This is the age of the customer! The more pervasive the Web becomes, the more informed is your customer. The asymmetric information advantage that businesses have traditionally relied on to acquire and retain customers is gone. The Internet and global competition have virtually eliminated all search costs and barriers to switching.
So, what do most customers want? It’s not that they have become unreasonable all of a sudden; they are simply more aware of their choices and less tolerant of poor service. They want easy and multiple ways of finding information, buying products, and getting support. They need both an online presence that is available 24x7 and the option to call or visit. They would like to receive quick, consistent, accurate service through all these interaction channels in a way that makes them come back for more. They want you to “recognize” them at every contact point—they hate being the “glue” that repeatedly provides context for the interaction. And, they’d like you to tell them how they can get more value out of products they’ve bought, how to troubleshoot, and even what else they could buy!
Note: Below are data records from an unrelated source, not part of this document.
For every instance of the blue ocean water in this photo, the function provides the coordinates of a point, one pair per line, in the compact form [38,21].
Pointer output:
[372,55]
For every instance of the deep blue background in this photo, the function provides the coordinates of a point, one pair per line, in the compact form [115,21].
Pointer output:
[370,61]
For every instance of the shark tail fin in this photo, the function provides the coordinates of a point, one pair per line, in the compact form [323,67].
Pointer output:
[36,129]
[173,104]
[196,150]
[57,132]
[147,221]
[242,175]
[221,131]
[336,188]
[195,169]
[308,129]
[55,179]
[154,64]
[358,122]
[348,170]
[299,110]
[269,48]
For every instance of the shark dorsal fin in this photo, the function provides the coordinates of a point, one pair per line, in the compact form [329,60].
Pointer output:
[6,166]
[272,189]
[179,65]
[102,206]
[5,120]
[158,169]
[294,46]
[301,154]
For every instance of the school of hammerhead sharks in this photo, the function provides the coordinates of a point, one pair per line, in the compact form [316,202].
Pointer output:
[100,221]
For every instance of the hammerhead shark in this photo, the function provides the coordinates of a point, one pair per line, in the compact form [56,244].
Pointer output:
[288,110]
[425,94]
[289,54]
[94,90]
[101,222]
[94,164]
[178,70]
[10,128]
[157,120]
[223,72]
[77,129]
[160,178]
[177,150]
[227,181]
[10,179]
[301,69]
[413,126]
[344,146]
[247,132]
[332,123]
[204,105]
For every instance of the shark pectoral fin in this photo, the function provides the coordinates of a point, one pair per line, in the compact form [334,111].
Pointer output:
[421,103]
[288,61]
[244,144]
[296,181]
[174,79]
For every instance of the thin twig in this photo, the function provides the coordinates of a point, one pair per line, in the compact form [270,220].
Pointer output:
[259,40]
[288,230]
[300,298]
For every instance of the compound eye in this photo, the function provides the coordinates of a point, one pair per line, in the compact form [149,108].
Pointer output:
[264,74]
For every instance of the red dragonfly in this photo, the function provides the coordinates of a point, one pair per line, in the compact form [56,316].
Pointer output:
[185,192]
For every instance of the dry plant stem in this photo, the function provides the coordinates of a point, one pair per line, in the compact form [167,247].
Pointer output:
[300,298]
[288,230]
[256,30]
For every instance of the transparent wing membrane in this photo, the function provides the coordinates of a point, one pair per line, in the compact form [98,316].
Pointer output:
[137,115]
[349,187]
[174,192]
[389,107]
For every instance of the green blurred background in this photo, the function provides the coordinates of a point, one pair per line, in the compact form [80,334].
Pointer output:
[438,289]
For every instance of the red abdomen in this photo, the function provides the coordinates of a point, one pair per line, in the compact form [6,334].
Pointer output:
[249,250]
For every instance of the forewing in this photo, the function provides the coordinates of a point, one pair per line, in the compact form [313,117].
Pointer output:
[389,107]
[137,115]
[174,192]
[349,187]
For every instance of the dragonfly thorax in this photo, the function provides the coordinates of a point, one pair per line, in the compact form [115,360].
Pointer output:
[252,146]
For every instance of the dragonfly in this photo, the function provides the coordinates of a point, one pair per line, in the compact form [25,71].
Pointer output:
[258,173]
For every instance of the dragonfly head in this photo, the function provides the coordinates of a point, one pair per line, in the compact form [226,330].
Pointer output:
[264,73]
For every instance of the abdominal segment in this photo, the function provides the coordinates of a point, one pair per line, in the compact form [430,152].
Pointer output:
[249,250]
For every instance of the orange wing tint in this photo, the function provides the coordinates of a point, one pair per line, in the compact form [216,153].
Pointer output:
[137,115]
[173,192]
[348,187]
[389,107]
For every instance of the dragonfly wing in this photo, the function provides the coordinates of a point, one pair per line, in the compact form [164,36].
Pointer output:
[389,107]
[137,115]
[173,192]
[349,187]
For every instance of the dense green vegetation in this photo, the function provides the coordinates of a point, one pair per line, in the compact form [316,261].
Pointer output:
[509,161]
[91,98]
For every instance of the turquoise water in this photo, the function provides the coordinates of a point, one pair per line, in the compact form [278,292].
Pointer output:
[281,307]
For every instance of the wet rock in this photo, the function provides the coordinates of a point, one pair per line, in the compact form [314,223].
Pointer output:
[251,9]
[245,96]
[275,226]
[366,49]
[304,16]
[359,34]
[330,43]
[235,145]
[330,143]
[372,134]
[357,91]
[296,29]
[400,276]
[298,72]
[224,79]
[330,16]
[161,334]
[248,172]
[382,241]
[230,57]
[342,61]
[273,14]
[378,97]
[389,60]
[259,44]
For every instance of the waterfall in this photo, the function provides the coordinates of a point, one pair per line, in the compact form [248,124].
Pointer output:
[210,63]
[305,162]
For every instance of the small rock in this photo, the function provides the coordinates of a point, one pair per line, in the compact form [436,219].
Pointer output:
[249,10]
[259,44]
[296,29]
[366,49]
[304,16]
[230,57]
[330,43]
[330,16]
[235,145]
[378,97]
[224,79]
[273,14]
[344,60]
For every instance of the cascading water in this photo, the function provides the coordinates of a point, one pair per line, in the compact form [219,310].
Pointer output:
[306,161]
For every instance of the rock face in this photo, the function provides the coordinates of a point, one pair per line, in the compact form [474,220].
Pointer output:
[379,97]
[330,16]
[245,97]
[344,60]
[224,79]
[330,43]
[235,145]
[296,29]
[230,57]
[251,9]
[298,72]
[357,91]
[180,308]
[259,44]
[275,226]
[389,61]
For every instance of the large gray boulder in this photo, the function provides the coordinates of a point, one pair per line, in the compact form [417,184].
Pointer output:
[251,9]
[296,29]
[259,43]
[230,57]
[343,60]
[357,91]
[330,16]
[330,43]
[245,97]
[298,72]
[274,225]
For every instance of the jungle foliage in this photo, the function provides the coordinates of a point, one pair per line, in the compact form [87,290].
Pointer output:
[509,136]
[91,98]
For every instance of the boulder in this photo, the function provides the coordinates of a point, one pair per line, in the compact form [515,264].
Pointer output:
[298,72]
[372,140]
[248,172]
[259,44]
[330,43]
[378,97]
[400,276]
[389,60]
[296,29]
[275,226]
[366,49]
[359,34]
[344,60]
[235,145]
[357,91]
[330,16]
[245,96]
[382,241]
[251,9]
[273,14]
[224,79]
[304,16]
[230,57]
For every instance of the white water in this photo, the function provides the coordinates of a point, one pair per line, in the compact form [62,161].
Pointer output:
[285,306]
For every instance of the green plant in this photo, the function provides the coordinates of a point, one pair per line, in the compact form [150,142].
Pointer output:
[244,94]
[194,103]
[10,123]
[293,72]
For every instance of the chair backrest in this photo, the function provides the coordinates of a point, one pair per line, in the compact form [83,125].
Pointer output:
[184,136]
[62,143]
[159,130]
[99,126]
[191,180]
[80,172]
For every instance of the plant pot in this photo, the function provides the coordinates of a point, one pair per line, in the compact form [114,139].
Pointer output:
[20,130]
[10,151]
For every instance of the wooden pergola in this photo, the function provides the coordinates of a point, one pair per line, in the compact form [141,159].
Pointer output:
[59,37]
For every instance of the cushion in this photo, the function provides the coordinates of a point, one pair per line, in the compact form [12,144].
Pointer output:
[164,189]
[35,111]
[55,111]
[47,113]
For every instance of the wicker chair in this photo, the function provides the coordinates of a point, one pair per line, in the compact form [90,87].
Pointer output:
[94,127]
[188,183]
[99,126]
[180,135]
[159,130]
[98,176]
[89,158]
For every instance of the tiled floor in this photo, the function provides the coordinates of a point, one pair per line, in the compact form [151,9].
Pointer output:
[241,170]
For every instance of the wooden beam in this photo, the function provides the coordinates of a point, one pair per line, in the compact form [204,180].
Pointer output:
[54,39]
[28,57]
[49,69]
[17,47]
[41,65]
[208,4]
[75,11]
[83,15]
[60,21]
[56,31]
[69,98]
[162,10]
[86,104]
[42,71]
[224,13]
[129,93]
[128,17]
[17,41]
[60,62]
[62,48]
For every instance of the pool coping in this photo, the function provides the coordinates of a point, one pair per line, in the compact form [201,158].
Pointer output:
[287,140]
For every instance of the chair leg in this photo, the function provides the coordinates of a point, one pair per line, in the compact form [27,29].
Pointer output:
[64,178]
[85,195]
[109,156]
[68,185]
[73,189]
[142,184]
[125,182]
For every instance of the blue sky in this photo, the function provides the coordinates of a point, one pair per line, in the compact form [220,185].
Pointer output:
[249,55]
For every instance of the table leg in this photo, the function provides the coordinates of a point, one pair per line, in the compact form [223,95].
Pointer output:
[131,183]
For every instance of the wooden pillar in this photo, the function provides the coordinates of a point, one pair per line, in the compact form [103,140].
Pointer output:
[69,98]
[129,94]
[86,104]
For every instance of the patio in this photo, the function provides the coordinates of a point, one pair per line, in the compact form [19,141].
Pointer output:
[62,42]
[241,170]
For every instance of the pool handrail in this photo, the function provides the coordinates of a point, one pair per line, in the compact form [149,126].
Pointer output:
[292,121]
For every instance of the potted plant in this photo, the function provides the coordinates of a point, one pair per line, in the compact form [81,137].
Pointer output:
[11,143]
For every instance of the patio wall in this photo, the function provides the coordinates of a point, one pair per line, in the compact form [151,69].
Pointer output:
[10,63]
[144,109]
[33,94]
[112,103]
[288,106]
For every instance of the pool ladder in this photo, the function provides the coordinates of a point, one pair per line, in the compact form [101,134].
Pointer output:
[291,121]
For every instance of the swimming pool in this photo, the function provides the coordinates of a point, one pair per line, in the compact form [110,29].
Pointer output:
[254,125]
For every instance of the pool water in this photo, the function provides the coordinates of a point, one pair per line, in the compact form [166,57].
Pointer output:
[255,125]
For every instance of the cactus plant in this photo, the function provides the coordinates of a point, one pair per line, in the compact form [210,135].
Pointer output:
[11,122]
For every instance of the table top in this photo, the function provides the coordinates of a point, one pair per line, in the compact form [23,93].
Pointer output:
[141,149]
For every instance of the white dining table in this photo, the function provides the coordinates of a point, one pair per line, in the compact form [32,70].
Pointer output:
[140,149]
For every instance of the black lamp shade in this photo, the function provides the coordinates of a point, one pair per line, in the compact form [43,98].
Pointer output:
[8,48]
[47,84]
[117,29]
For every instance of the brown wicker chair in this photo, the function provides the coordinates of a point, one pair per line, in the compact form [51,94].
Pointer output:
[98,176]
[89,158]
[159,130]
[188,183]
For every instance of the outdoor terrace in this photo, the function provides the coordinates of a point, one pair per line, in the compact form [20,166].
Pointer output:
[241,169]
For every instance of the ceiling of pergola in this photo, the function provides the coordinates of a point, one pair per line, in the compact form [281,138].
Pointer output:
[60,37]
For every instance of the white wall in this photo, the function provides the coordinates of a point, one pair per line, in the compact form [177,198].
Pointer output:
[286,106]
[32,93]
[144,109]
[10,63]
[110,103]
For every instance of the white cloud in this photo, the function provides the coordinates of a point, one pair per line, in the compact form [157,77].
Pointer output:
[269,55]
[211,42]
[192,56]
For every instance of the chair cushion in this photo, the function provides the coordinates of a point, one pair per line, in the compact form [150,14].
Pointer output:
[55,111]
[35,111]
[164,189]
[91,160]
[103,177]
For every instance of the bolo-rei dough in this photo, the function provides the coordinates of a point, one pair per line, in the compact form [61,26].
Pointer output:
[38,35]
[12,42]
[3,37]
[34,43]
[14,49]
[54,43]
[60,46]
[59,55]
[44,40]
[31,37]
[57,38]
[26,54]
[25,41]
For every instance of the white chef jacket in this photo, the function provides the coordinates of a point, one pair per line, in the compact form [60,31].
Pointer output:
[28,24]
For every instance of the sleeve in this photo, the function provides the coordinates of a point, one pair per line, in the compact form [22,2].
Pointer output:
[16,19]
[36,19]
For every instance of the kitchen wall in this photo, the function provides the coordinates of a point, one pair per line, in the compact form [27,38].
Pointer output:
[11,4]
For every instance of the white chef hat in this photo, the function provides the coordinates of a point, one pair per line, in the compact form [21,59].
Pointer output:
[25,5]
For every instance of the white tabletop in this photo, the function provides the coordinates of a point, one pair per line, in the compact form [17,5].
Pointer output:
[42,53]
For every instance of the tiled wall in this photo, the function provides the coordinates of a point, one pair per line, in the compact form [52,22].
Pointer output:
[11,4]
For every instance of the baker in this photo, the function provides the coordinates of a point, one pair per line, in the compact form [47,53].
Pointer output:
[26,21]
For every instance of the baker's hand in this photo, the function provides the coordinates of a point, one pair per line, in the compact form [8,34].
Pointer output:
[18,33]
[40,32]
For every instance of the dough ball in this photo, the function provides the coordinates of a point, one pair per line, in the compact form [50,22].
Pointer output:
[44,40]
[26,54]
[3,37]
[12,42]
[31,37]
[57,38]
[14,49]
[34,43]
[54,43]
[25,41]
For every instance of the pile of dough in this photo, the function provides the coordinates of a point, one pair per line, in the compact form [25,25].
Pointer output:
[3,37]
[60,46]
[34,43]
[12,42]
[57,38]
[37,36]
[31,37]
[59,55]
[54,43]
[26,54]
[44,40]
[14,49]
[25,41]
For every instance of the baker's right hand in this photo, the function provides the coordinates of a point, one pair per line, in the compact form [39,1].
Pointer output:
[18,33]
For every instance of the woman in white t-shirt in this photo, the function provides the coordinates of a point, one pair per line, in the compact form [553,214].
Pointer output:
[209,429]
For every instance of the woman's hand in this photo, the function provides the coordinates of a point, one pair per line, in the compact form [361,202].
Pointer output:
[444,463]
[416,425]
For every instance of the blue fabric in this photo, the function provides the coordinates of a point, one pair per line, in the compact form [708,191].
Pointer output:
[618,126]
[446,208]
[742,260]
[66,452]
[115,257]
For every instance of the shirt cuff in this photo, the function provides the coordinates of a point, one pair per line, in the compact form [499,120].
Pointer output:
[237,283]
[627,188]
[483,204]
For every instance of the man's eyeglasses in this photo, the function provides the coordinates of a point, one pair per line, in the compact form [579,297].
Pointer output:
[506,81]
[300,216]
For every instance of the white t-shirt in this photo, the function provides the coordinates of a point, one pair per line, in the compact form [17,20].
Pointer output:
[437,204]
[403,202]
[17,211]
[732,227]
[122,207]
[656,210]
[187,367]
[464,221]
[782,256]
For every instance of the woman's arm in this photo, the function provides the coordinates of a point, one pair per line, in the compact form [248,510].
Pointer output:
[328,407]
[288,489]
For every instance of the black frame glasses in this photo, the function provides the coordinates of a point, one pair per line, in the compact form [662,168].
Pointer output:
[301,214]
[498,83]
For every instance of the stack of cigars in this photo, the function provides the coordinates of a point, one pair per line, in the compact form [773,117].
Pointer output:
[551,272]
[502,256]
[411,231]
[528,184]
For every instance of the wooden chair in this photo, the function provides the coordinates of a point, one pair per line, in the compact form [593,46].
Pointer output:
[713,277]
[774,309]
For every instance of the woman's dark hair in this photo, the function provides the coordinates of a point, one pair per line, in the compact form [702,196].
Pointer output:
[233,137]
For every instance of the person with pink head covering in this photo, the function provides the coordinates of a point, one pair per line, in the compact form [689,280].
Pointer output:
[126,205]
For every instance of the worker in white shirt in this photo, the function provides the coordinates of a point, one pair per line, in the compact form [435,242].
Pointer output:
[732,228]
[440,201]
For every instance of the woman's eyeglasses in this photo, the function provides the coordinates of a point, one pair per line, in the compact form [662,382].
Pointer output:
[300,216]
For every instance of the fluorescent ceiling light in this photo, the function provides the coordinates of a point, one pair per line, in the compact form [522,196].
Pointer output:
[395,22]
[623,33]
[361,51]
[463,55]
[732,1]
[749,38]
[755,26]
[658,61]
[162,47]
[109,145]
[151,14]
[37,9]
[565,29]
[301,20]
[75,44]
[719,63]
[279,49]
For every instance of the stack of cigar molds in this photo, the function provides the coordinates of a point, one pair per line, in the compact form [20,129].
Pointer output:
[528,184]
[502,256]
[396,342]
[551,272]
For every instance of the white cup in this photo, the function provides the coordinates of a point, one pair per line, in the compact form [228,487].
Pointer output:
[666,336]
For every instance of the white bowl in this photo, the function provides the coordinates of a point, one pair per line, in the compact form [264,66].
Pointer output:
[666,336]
What makes this shift in power from business to customers particularly hard to maneuver for you, the contact center executive? It’s the need to do more with less—you have to meet increasing customer expectations in a time of shrinking budgets and resources. To provide better service at lower costs, contact center executives often resort to the traditional option of driving agents harder. In most such cases, agent attrition goes up and customer experience suffers due to inexperienced or unhappy agents, resulting in customer defections and higher customer retention costs.
Next practices
>>> Think like your customers: This is the first simple, and often overlooked, step to creating a customer-centered service organization. Think like your customers and design service processes and scenarios from their perspective.
What would make it easy for your customers to do business with you? What kind of help do they need in various phases of the customer life cycle? What would be “excellent service” in each interaction scenario? An easy way to find out is to just ask your customers!
One of our clients, a leading financial services institution, embarked on a customer service initiative by first surveying customers. When it realized customers wanted interaction choice more than anything else, the company implemented a customer interaction hub (CIH) to power a customer portal with a range of options for conducting financial transactions online. The portal has delivered tremendous improvement in customer experience and cost efficiencies, reducing the need for agent-assisted service (the same number of agents now handle twice the number of customers).
>>> Visualize an evolving multichannel customer interaction hub: Next, put together a road map for transforming your contact center and other customer-facing organizations in the light of changing customer expectations. A modular, multichannel CIH—with shared knowledge, interaction data, and service processes across channels—is the only cost effective way to providing the choice and service experience that customers expect today. Map out the priority for offering new interaction options (web self-service, email response automation, or web chat and cobrowsing) based on what your customers want, what your contact center objectives and overall business strategy are, and what your competitors offer. Any such road map should also incorporate measuring and marketing the strategic and operational business benefits to senior management (for example, revenue
impact, cost savings, customer satisfaction, contact center productivity, and first-contact resolution) that can be assessed before and after the initiatives.